MS: O Alexandre não é um piloto 100 por cento dedicado ao motociclismo como os principais do Dakar. Como é que é conjugar a vida profissional e a vida de piloto?

AA: ‘Ui... temos de arranjar tempo onde não há. Como mencionou, não é aqui que eu ganho a minha vida. Eu tenho restaurantes – não um restaurante, três restaurantes, portanto dá para imaginar que passo a vida a correr de um lado para o outro. E tenho de arranjar tempo para treinar. Nós, quando queremos, arranjamos sempre tempo, não é? E felizmente também te-

nho, ao nível familiar, tenho o suporte da minha família, da minha mulher, dos meus filhos. Eles compreendem que é a minha paixão, portanto também estão dispostos a abdicar um bocadinho do tempo que eu poderia passar com eles para que eu faça realmente aquilo que eu goste e que possa também desanuviar a cabeça dos nossos problemas do dia-a-dia’.

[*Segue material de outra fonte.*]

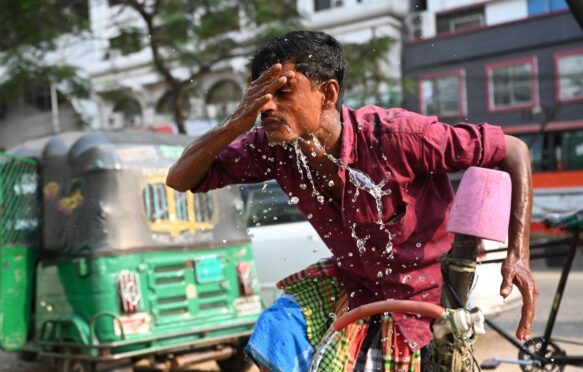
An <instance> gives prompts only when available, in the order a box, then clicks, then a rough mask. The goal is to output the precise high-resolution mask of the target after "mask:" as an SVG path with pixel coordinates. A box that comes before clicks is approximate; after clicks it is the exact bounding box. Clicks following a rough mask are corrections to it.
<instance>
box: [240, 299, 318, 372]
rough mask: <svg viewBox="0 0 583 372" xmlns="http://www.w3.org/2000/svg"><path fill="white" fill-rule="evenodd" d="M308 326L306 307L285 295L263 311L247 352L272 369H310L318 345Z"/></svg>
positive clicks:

MS: Numa estrutura privada, quais são os seus objetivos para este Dakar? É essencialmente desfrutar e chegar ao fim?

AA: ‘Eu vou ser muito sincero. Eu pretendo tentar absorver o máximo de experiência, seja ao nível de mota, como ao nível pessoal, com pessoas do Dakar. Obviamente é tentar chegar ao fim, eu creio que estou preparado e creio que, se não houver nenhum azar maior eu consigo chegar ao fim. E tentar divertir-me o máximo possível porque, como disse antes, eu não sou um piloto profissional, sou um piloto amador, mas com muita paixão naquilo que faço. E quero tentar absorver o máximo possível’.

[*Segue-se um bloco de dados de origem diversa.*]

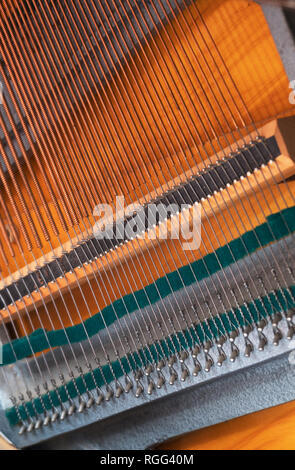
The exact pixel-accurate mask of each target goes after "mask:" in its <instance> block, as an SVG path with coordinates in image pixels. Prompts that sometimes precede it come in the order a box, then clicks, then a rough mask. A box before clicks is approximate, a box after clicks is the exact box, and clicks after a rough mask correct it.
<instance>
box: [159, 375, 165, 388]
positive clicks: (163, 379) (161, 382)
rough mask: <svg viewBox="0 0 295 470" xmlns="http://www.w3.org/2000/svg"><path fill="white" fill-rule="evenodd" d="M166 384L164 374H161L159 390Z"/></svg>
mask: <svg viewBox="0 0 295 470" xmlns="http://www.w3.org/2000/svg"><path fill="white" fill-rule="evenodd" d="M164 383H165V377H164V376H163V374H159V378H158V382H157V388H162V387H163V385H164Z"/></svg>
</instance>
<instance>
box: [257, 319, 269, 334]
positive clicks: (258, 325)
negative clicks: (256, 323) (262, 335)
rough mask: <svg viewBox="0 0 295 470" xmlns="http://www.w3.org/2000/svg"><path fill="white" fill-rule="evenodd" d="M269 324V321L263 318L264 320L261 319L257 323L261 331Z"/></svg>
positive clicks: (257, 324)
mask: <svg viewBox="0 0 295 470" xmlns="http://www.w3.org/2000/svg"><path fill="white" fill-rule="evenodd" d="M266 325H267V322H266V320H265V319H264V318H263V319H262V320H260V321H259V322H258V323H257V330H258V331H259V332H262V331H263V330H264V328H265V327H266Z"/></svg>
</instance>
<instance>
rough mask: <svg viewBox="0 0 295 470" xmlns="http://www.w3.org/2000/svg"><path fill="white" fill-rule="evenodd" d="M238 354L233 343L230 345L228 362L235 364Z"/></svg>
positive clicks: (237, 352)
mask: <svg viewBox="0 0 295 470" xmlns="http://www.w3.org/2000/svg"><path fill="white" fill-rule="evenodd" d="M239 354H240V351H239V348H238V347H237V346H236V345H235V344H234V343H231V355H230V358H229V360H230V361H231V362H235V360H236V358H237V357H238V356H239Z"/></svg>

MS: Quais é que são as suas expectativas acerca do percurso com base nas informações já conhecidas?

AA: ‘Este ano, eu penso que este Dakar vai ser mais difícil ao nível de navegação e ao nível físico em relação ao do ano passado [2020]. A organização quer reduzir as velocidades, a organização quer mais segurança nesta prova. Infelizmente, como todos nós sabemos os acidentes acontecem e às vezes acabam da pior maneira. E então eles, ao reduzir a prova e a fazer passar os pilotos por zonas mais técnicas e reduzindo a velocidade em certas zonas, vai passar-se mais tempo em cima da mota. Zonas que seriam mais fluídas, eles vão tentar escolher zonas mais técnicas, portanto vai desgastar a parte física mais um bocadinho. Temos também de ter cuidado para não estragar a moto. Portanto, resumindo e concluindo, se calhar em vez de passarmos cinco ou seis horas em cima da moto, estou convencido que este ano [2021] vamos passar sete ou oito’.